Meditation is no longer a new age, hippie or eccentric concept. It is now a common household practice that people embrace to help maximize the best outcomes of their lives.
The field of neuroscience now demonstrates the amazing benefits of meditation: enhanced memory and creativity, reduction in depression, better sleep, compassion towards self and others, and an overall more relaxed disposition (to name a few). It is true, meditation makes life better.
Meditation is sometimes referred to as a restful alertness. Fundamentally, it is a journey from a lot of activity to less activity. It is a process and a practice of attempting to go beyond the conditioned, “thinking” mind and into a deeper state of relaxation or awareness.
By turning your attention to a single point of reference, or focal point, you can train the mind to discover the unbounded and vast inner spaces that lie under thought.
Natural vs Artificial practices
There are two categories of meditation: natural (aktrima) and artificial (krtima). According to the great sage Abhinavagupta, both are necessary. Aktrima practices work with your innate inner silence, and ktrima practices work with effort or the thought that something needs to be done. Ktrima practices could include: reflection, prayer, contemplation, visualization, walking and/or eating.
Some of the biggest misconceptions around meditation include: I can’t stop my thoughts, I have no skill or talents in that area, I am too busy to meditate, I tried it one time and nothing happened.
My teacher says, that in order for a meditation to be successful, you need to have the “theory” or deep understanding of the practice, as well as, the practice itself. You can’t have one without the other. Often times people want to meditate because they have heard it is beneficial, but because they don’t understand the “nuances” it becomes challenging and/or frustrating.

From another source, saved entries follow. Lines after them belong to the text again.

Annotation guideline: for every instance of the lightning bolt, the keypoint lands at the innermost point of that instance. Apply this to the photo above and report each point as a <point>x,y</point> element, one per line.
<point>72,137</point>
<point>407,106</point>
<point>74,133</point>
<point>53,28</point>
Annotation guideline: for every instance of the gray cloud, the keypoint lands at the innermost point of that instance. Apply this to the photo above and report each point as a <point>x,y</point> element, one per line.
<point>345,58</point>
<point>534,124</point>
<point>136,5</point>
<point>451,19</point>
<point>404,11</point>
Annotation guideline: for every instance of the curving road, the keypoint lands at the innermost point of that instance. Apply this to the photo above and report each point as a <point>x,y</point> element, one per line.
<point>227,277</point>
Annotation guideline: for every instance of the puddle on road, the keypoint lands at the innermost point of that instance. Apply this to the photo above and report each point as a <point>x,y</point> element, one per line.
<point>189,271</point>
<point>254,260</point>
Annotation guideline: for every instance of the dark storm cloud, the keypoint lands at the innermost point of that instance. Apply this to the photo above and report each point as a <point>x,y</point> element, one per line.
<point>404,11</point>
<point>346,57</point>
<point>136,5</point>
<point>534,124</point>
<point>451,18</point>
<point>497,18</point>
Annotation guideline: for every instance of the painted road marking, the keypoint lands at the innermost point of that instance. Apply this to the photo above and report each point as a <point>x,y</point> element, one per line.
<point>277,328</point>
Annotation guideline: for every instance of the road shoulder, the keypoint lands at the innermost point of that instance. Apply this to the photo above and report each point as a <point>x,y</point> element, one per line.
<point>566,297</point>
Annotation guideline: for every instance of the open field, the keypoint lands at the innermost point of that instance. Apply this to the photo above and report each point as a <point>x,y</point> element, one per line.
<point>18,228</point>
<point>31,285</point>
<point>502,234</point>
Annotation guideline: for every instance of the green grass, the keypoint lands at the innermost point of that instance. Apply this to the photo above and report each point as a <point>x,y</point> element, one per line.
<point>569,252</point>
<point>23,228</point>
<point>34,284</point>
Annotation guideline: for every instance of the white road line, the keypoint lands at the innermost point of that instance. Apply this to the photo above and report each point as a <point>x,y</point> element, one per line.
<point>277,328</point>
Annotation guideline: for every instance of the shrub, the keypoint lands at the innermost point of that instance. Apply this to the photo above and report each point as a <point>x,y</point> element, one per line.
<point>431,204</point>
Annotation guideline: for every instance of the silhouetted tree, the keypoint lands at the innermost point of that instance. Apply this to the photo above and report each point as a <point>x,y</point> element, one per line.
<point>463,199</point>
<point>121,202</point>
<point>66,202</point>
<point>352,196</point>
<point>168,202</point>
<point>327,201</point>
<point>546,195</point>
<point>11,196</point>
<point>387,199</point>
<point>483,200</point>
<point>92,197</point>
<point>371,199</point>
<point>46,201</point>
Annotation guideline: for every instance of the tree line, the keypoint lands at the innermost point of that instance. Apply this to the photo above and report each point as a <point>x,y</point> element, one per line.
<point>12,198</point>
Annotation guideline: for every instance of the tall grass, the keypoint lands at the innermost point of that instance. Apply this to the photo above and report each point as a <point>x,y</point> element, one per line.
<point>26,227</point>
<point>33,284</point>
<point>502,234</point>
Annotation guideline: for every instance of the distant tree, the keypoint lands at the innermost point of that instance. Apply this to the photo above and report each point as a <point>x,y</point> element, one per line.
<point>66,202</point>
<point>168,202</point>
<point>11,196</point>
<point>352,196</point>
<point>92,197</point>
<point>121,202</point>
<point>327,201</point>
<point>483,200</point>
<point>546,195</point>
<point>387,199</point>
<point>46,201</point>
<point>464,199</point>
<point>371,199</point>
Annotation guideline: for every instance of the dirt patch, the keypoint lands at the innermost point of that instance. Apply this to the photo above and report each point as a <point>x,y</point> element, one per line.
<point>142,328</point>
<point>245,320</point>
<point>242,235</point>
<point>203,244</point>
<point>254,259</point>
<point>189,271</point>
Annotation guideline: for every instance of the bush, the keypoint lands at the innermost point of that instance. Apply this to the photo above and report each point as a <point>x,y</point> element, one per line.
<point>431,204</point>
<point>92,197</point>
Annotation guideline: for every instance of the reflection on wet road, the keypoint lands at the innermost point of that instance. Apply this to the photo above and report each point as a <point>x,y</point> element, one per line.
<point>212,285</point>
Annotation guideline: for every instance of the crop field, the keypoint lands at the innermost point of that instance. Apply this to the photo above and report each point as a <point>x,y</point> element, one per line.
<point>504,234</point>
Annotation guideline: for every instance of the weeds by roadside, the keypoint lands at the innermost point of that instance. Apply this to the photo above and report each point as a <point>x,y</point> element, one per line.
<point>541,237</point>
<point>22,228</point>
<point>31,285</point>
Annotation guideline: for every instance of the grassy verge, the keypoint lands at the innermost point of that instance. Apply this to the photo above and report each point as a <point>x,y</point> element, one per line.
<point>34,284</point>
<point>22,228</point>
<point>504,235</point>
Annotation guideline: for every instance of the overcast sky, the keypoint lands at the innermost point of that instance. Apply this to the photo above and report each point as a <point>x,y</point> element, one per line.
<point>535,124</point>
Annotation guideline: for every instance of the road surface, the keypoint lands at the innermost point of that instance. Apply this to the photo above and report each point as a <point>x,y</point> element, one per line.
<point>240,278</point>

In this world of constant challenge and change, meditation is the antidote. It is a “practice” that trains your mind to settle down, and enables you to discover that there is a place inside of you, that is NOT constantly changing. The place inside that Deepak Chopra describes as: “the silent field of infinite possibility”.
This place inside of you, is really the better version of yourself that you may be seeking. It is the change-less place that will stabilize, strengthen and calm you, so that you can be in the world with more well-being and harmony. It is the place that is located under the inner narrative. By learning how to "tap" into this place you can restore health, purify your heart, strengthen your spirit and bring more compassion to yourself and others.
Meditation is a “natural” activity that all humans need especially in this stressful modern day world. It has been proven that it works, and you can see benefits immediately. However you might read or hear about meditation, it will always be an experiential journey and never an intellectual one. You must give it a genuine try and be the judge for yourself.